Understanding how you give back decision-making power to various people across the company should also be high up on your self-reflection to-do list.
When there’s a tough decision it’s common that decision-making powers are pulled away from employees.
Aneesh says: “Because of nervousness, people think, ‘We need to have all these decisions made centrally’, which is almost the worst thing to do.
“While that is a temptation, you want to make sure as a company grows, it becomes more complex. You are devolving decision-making to people who are closest to the problem.”
For example, staff in data science functions are the best at understanding which data science problems they have to deal with and the decisions required to deal with it.
Aneesh adds: “It is hard, but it is really important as a company grows during different stages that you constantly check how far you have pushed out decision making and how many people you have empowered.”
And last but not least, communication.
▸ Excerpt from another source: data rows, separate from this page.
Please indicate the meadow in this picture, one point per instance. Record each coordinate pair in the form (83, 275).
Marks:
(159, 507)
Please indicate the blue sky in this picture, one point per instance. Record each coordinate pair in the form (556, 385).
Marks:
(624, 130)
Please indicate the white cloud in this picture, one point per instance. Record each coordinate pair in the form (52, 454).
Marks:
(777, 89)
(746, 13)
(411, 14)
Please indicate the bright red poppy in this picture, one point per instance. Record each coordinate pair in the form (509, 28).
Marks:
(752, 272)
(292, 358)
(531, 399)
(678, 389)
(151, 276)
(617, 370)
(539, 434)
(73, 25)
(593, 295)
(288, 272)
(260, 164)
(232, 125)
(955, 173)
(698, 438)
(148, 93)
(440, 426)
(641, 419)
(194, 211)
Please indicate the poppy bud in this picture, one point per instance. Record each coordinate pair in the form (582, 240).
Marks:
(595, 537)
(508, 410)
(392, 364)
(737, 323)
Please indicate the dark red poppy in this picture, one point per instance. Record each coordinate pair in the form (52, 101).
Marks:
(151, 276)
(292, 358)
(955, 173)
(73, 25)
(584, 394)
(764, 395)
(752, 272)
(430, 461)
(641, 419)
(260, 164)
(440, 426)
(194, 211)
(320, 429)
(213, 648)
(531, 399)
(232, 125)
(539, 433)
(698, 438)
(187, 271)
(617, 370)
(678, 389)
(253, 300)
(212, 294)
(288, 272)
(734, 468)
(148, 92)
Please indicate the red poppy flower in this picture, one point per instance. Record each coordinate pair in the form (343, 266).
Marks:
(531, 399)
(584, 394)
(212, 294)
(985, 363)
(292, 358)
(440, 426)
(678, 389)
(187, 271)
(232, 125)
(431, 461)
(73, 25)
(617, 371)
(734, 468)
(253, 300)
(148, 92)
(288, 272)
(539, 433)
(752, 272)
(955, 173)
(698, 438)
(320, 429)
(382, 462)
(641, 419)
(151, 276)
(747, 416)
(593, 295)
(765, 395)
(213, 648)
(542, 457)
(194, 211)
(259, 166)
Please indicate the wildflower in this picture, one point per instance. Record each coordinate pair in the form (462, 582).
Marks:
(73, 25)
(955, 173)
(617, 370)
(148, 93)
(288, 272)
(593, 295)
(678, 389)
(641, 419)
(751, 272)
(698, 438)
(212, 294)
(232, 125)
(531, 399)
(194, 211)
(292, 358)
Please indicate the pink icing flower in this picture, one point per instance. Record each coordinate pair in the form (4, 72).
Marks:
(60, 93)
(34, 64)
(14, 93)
You need to think about different ways and forums to communicate the company's purpose; certain business and strategy choices made; why you're doing X and not Y.
Aneesh says: “Some might be written communication, some might be verbal, you may have casual catch ups. You might have to repeat yourself a lot and that's okay.
“It’s important that everybody in the organisation understands why the big choices were made, and why the new direction is chosen. As the company grows you will need to evolve your communication style, level of communication and type of communication too.”